Il y a quelques semaines, je tombe sur le programme télévision. Des racines et des ailes. Sur Chambord et, accessoirement les châteaux en Ecosse... Est-ce un hasard, pour la commémoration de François 1er et de son 1515 potache ? Que nenni. Je suis la programmation, fait quelques recherches et ce qui pouvait passer pour une opportunité est en fait la règle.

Alors, je me souviens de cette réflexion d'une mienne connaissance qui conchie avec une superbe faconde l'illusion révolutionnaire et républicaine : quelle étrangeté que cette passion patrimoniale, esthétique et architecturale pour le passé anté-révolutionnaire. L'éclat des châteaux, des églises, des beautés urbaines diverses, tout cela fait le miel télévisuel d'une histoire que l'on voudrait seulement architecturale, esthétique et évidemment touristique.

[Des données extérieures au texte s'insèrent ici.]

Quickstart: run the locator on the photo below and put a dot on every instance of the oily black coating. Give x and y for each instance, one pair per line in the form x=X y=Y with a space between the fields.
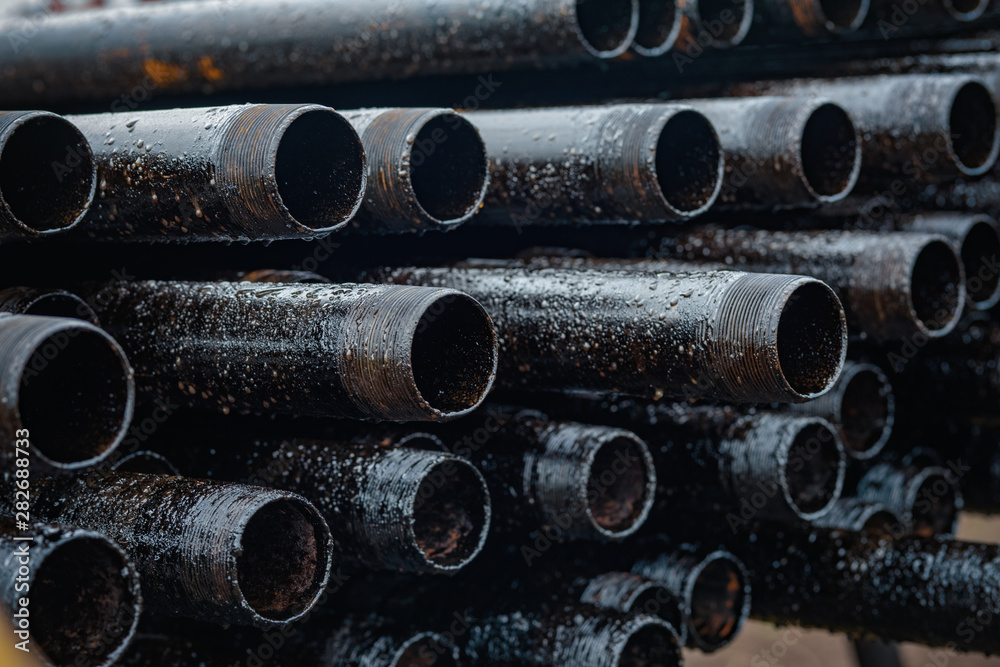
x=361 y=351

L'entreprise n'est donc pas paradoxale : elle participe de cette dé-historicisation du monde (parce qu'annexer l'histoire au seul critère de l'exploit technique et de la beauté intemporelle, c'est effectivement piétiner l'histoire et le sens qu'avaient les édifices pour leurs bâtisseurs) qui sied au présentisme ambiant et à la rhétorique républicaine qui pratique la Terreur avec le même désir d'anéantir l'ennemi qu'en 93. Mais, plutôt que détruire, comme le font les hommes de Daesh, dont les Révolutionnaires sont une réactualisation sidérante, on neutralise en vernissant le monde par le filtre, le grand angle, la vue aérienne et quelques anecdotes. Que ce passé soit plus riche, plus fécond que l'atroce séquence post-révolutionnaire, que toutes les Républiques mises bout à bout, c'est là un problème qu'on élude autant que faire ce peut... Pour l'heure, l'exploitation touristique est plus lucrative que la destruction.

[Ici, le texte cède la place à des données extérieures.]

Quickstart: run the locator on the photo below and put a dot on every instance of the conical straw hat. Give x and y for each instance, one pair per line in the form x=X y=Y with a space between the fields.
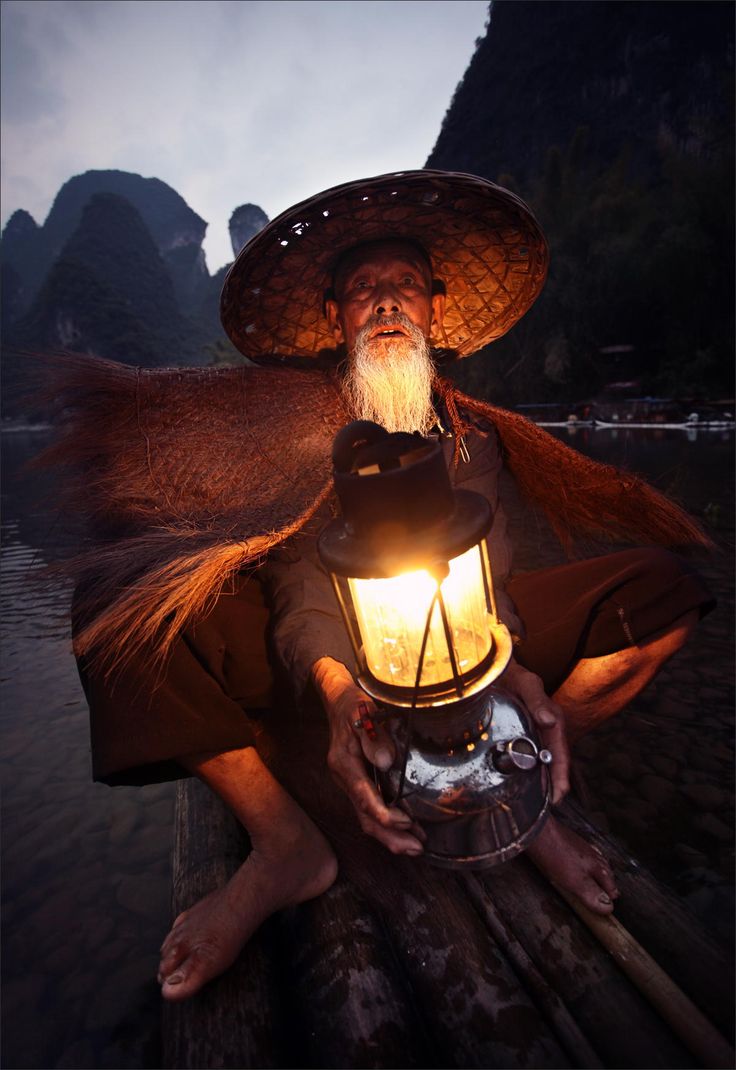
x=484 y=242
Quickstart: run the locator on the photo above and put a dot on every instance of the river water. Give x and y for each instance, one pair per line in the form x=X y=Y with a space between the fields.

C'est une affaire idéologique que ces émissions qui, à défaut de pouvoir rendre admirable un espace contemporain avili, utilitariste et décrépi à la minute où il se bâtit, vont piocher, comme un crève-la-faim, dans ce que le pouvoir qui les commande, combat.

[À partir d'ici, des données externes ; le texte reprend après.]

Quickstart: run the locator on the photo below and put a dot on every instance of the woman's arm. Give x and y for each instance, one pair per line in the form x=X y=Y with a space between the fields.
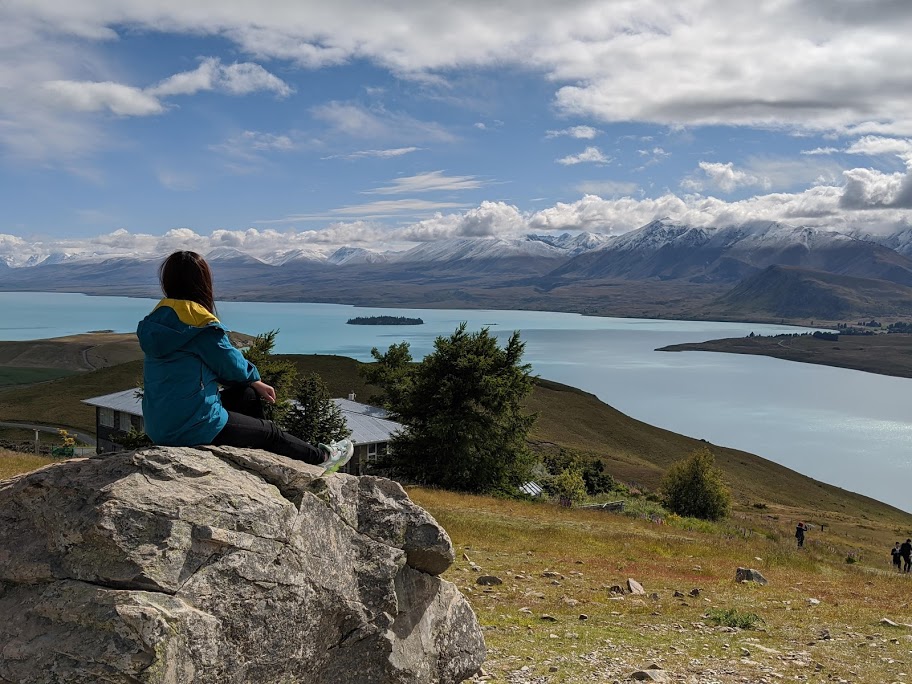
x=226 y=361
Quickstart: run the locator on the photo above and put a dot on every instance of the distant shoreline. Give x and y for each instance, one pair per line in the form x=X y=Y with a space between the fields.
x=882 y=354
x=384 y=320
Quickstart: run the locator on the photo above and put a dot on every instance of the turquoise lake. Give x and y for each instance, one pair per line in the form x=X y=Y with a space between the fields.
x=844 y=427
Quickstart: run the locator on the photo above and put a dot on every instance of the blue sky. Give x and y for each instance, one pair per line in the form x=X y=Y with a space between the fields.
x=139 y=126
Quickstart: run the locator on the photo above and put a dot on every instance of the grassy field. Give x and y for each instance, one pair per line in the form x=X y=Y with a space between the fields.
x=557 y=566
x=633 y=452
x=883 y=354
x=13 y=463
x=11 y=376
x=555 y=620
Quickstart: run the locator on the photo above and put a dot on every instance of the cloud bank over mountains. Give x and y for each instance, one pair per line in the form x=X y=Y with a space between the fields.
x=628 y=86
x=867 y=202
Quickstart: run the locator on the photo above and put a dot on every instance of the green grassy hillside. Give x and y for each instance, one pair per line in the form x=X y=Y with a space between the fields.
x=632 y=451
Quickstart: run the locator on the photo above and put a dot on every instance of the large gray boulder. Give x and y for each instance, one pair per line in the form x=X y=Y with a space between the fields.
x=173 y=565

Et je me souviens aussi d'un passage célèbre du Troisième Homme, de Carol Reed, quand Martin (Joseph Cotten) cherche à faire la morale à Harry Lime (Orson Welles). Et celui-ci de répondre, avec sa voix cynique et jubilatoire : "L’Italie sous les Borgia a connu trente ans de terreur, de meurtres, de carnage... Mais ça a donné Michel-Ange, de Vinci et la Renaissance. La Suisse a connu la fraternité, cinq cents ans de démocratie et de paix. Et ça a donné quoi ?... Le coucou".